2. A la vérité, le célèbre et pieux M. La Fléchère a écrit quelque chose de ce genre dans son TRAITÉ SUR LES DIFFÉRENTES DISPENSATIONS DE LA GRÂCE DE DIEU. Il remarque, dans ce traité, qu’il y a quatre dispensations, qui se distinguent l’une de l’autre par le degré de lumière que Dieu accorde à ceux qui sont placés sous elles : un petit degré de lumière est accordé à ceux qui sont placés sous la dispensation païenne, lesquels croyaient en général qu’il y a un Dieu qui récompense ceux qui le cherchent avec zèle. Un plus grand degré de lumière était accordé à la nation juive, en tant que les oracles de Dieu, ces grandes sources de lumières, — leur avaient été confiés. Aussi plusieurs d’entre eux avaient des vues claires et élevées de Dieu et de ses perfections, de leur devoir envers leur Créateur et leur prochain, et même de cette grande promesse : la semence de la femme brisera la tête du serpent, faite à nos premiers parents, et transmise par eux à leur postérité.
3. Mais la dispensation de Jean-Baptiste était encore plus parfaite que les dispensations juive et païenne ; une lumière plus pure lui avait été accordée : il lui fut donné de voir l’agneau de Dieu qui ôte les péchés du monde. Le Seigneur affirme aussi qu’entre ceux qui sont nés de femme il n’en avait été suscité, avant ce temps-là, aucun plus grand que Jean-Baptiste ; et cependant il nous informe que celui qui est le moindre dans le royaume des cieux, — la dispensation chrétienne, — est plus grand que lui. La Fléchère entend par un homme qui est placé sous la dispensation chrétienne, un homme qui a reçu l’Esprit d’adoption, qui a le témoignage de l’Esprit divin qu’il est un enfant de Dieu.
Afin d’expliquer plus au long ce sujet, je m’efforcerai premièrement, d’indiquer les différentes espèces de foi ; et secondement, je tirerai quelques conséquences pratiques.
I.
En premier lieu, j’ai à indiquer les différentes espèces de foi. Or, il serait facile de les réduire à un petit nombre d’espèces, ou de les diviser en un plus grand nombre, mais il ne me paraît pas que ce fut d’une grande utilité.

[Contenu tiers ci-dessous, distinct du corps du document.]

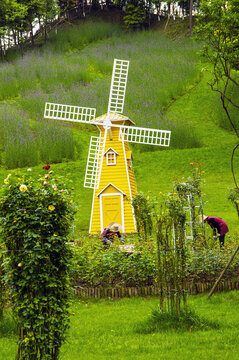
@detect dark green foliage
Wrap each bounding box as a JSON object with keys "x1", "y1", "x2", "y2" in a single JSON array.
[
  {"x1": 228, "y1": 188, "x2": 239, "y2": 218},
  {"x1": 0, "y1": 311, "x2": 18, "y2": 337},
  {"x1": 123, "y1": 4, "x2": 146, "y2": 29},
  {"x1": 0, "y1": 255, "x2": 5, "y2": 319},
  {"x1": 0, "y1": 173, "x2": 74, "y2": 360},
  {"x1": 132, "y1": 194, "x2": 153, "y2": 241},
  {"x1": 72, "y1": 239, "x2": 156, "y2": 287}
]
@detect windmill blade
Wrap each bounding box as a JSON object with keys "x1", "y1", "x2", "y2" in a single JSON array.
[
  {"x1": 84, "y1": 136, "x2": 105, "y2": 189},
  {"x1": 84, "y1": 126, "x2": 109, "y2": 189},
  {"x1": 118, "y1": 125, "x2": 171, "y2": 147},
  {"x1": 44, "y1": 102, "x2": 96, "y2": 123},
  {"x1": 107, "y1": 59, "x2": 129, "y2": 115}
]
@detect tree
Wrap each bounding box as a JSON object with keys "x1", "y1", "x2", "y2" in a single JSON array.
[
  {"x1": 38, "y1": 0, "x2": 60, "y2": 42},
  {"x1": 195, "y1": 0, "x2": 239, "y2": 189},
  {"x1": 195, "y1": 0, "x2": 239, "y2": 136},
  {"x1": 0, "y1": 0, "x2": 28, "y2": 56}
]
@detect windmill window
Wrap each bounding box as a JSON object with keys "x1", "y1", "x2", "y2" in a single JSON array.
[{"x1": 106, "y1": 152, "x2": 116, "y2": 165}]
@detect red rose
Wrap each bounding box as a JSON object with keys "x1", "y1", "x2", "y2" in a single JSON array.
[{"x1": 43, "y1": 165, "x2": 50, "y2": 170}]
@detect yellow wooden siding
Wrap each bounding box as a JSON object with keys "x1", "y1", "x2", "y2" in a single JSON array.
[{"x1": 90, "y1": 125, "x2": 137, "y2": 234}]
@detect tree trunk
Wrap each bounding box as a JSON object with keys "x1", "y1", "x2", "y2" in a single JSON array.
[
  {"x1": 0, "y1": 38, "x2": 4, "y2": 61},
  {"x1": 30, "y1": 21, "x2": 34, "y2": 46},
  {"x1": 44, "y1": 17, "x2": 47, "y2": 43},
  {"x1": 189, "y1": 0, "x2": 193, "y2": 36}
]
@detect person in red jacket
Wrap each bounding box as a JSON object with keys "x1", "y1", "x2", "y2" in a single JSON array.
[{"x1": 199, "y1": 215, "x2": 229, "y2": 248}]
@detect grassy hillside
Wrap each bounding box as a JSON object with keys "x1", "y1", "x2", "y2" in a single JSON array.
[{"x1": 0, "y1": 21, "x2": 238, "y2": 234}]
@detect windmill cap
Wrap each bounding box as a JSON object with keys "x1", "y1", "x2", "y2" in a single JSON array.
[
  {"x1": 108, "y1": 222, "x2": 122, "y2": 233},
  {"x1": 198, "y1": 215, "x2": 208, "y2": 222}
]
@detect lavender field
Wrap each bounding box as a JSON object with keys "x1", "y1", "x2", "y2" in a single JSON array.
[{"x1": 1, "y1": 22, "x2": 202, "y2": 168}]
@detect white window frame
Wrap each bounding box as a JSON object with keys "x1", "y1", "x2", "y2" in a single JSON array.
[{"x1": 106, "y1": 151, "x2": 116, "y2": 166}]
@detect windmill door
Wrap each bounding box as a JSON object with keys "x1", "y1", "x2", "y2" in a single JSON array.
[{"x1": 98, "y1": 184, "x2": 125, "y2": 232}]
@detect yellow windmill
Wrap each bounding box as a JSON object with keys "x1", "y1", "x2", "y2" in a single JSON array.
[{"x1": 44, "y1": 59, "x2": 171, "y2": 234}]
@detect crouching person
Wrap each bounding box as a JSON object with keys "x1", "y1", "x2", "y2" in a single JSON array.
[{"x1": 101, "y1": 222, "x2": 124, "y2": 246}]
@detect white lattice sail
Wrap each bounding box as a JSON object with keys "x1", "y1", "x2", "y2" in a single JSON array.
[
  {"x1": 44, "y1": 102, "x2": 96, "y2": 123},
  {"x1": 107, "y1": 59, "x2": 129, "y2": 114},
  {"x1": 119, "y1": 125, "x2": 171, "y2": 146},
  {"x1": 84, "y1": 136, "x2": 105, "y2": 189}
]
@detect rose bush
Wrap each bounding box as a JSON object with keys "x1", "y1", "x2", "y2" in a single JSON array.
[{"x1": 0, "y1": 171, "x2": 74, "y2": 360}]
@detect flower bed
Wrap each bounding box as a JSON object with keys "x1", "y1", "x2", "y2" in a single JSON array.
[{"x1": 70, "y1": 236, "x2": 239, "y2": 289}]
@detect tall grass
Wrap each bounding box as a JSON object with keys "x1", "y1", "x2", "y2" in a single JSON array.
[
  {"x1": 0, "y1": 105, "x2": 76, "y2": 168},
  {"x1": 37, "y1": 120, "x2": 76, "y2": 164},
  {"x1": 44, "y1": 21, "x2": 123, "y2": 54},
  {"x1": 0, "y1": 21, "x2": 215, "y2": 169},
  {"x1": 0, "y1": 64, "x2": 18, "y2": 100},
  {"x1": 19, "y1": 30, "x2": 203, "y2": 150}
]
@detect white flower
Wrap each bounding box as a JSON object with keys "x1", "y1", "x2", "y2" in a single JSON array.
[
  {"x1": 27, "y1": 168, "x2": 32, "y2": 172},
  {"x1": 20, "y1": 184, "x2": 28, "y2": 192}
]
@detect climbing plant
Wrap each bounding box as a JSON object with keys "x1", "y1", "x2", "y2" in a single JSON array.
[
  {"x1": 132, "y1": 193, "x2": 153, "y2": 241},
  {"x1": 0, "y1": 251, "x2": 5, "y2": 319},
  {"x1": 0, "y1": 172, "x2": 74, "y2": 360},
  {"x1": 228, "y1": 188, "x2": 239, "y2": 218},
  {"x1": 152, "y1": 192, "x2": 187, "y2": 315},
  {"x1": 174, "y1": 161, "x2": 205, "y2": 246}
]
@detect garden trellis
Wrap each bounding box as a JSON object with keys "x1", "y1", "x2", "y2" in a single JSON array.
[
  {"x1": 44, "y1": 59, "x2": 171, "y2": 234},
  {"x1": 173, "y1": 169, "x2": 205, "y2": 247},
  {"x1": 183, "y1": 191, "x2": 205, "y2": 243}
]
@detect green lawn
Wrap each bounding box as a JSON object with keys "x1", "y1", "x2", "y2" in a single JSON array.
[{"x1": 1, "y1": 291, "x2": 239, "y2": 359}]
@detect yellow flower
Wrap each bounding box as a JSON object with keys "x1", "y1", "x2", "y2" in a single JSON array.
[
  {"x1": 48, "y1": 205, "x2": 55, "y2": 211},
  {"x1": 20, "y1": 184, "x2": 27, "y2": 192},
  {"x1": 4, "y1": 178, "x2": 9, "y2": 185}
]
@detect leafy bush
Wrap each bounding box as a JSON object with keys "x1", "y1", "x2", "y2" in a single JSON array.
[
  {"x1": 71, "y1": 238, "x2": 156, "y2": 287},
  {"x1": 70, "y1": 235, "x2": 239, "y2": 287},
  {"x1": 0, "y1": 172, "x2": 74, "y2": 359}
]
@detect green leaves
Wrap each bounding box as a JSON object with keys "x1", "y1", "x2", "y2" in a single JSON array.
[
  {"x1": 123, "y1": 3, "x2": 146, "y2": 29},
  {"x1": 195, "y1": 0, "x2": 239, "y2": 136},
  {"x1": 0, "y1": 172, "x2": 74, "y2": 359}
]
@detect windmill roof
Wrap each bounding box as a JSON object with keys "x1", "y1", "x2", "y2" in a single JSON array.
[
  {"x1": 94, "y1": 112, "x2": 135, "y2": 125},
  {"x1": 104, "y1": 147, "x2": 119, "y2": 155}
]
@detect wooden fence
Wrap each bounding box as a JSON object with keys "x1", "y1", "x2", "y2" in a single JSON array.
[{"x1": 73, "y1": 279, "x2": 239, "y2": 299}]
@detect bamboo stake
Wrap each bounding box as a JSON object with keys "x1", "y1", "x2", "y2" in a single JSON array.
[{"x1": 208, "y1": 244, "x2": 239, "y2": 298}]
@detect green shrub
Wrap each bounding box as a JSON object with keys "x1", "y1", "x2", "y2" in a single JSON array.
[
  {"x1": 70, "y1": 234, "x2": 239, "y2": 287},
  {"x1": 71, "y1": 239, "x2": 156, "y2": 287},
  {"x1": 0, "y1": 173, "x2": 74, "y2": 359}
]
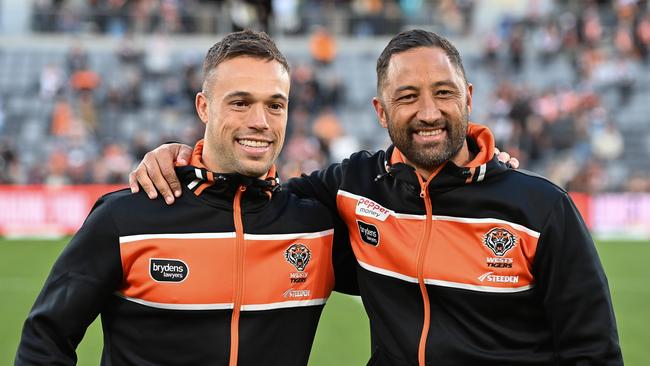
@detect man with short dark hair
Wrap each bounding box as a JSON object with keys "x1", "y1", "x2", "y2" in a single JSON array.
[
  {"x1": 15, "y1": 30, "x2": 356, "y2": 366},
  {"x1": 133, "y1": 29, "x2": 623, "y2": 365}
]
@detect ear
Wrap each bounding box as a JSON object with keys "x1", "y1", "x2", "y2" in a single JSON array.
[
  {"x1": 372, "y1": 97, "x2": 388, "y2": 129},
  {"x1": 195, "y1": 92, "x2": 208, "y2": 124},
  {"x1": 466, "y1": 83, "x2": 473, "y2": 115}
]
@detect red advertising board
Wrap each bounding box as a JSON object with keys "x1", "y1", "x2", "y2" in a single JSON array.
[{"x1": 0, "y1": 185, "x2": 124, "y2": 237}]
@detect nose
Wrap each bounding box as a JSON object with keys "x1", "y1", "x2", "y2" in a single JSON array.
[
  {"x1": 416, "y1": 94, "x2": 442, "y2": 124},
  {"x1": 248, "y1": 103, "x2": 269, "y2": 130}
]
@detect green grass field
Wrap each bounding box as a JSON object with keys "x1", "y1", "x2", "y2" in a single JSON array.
[{"x1": 1, "y1": 239, "x2": 647, "y2": 365}]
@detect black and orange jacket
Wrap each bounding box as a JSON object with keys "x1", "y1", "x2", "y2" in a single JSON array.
[
  {"x1": 288, "y1": 123, "x2": 623, "y2": 365},
  {"x1": 15, "y1": 141, "x2": 357, "y2": 366}
]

1. La plus faible foi, si c’est une foi, est celle du matérialiste, un homme qui, comme Lord Kames, croit qu’il n’y a dans l’univers que de la matière : j’ai dit si c’est une foi, car à proprement ce n’en est pas une : ce n’est pas une démonstration de Dieu, puisqu’il ne croit pas qu’un tel être existe ; et ce n’est pas une démonstration des choses invisibles, puisqu’il en nie l’existence. Car, si par pudeur, il reconnaît qu’il y a un Dieu, toujours le fait-il matériel : une de ses maximes c’est que tout ce que l’on voit, est Dieu. —Un Dieu visible, tangible ? quelle théologie ! quel non sens !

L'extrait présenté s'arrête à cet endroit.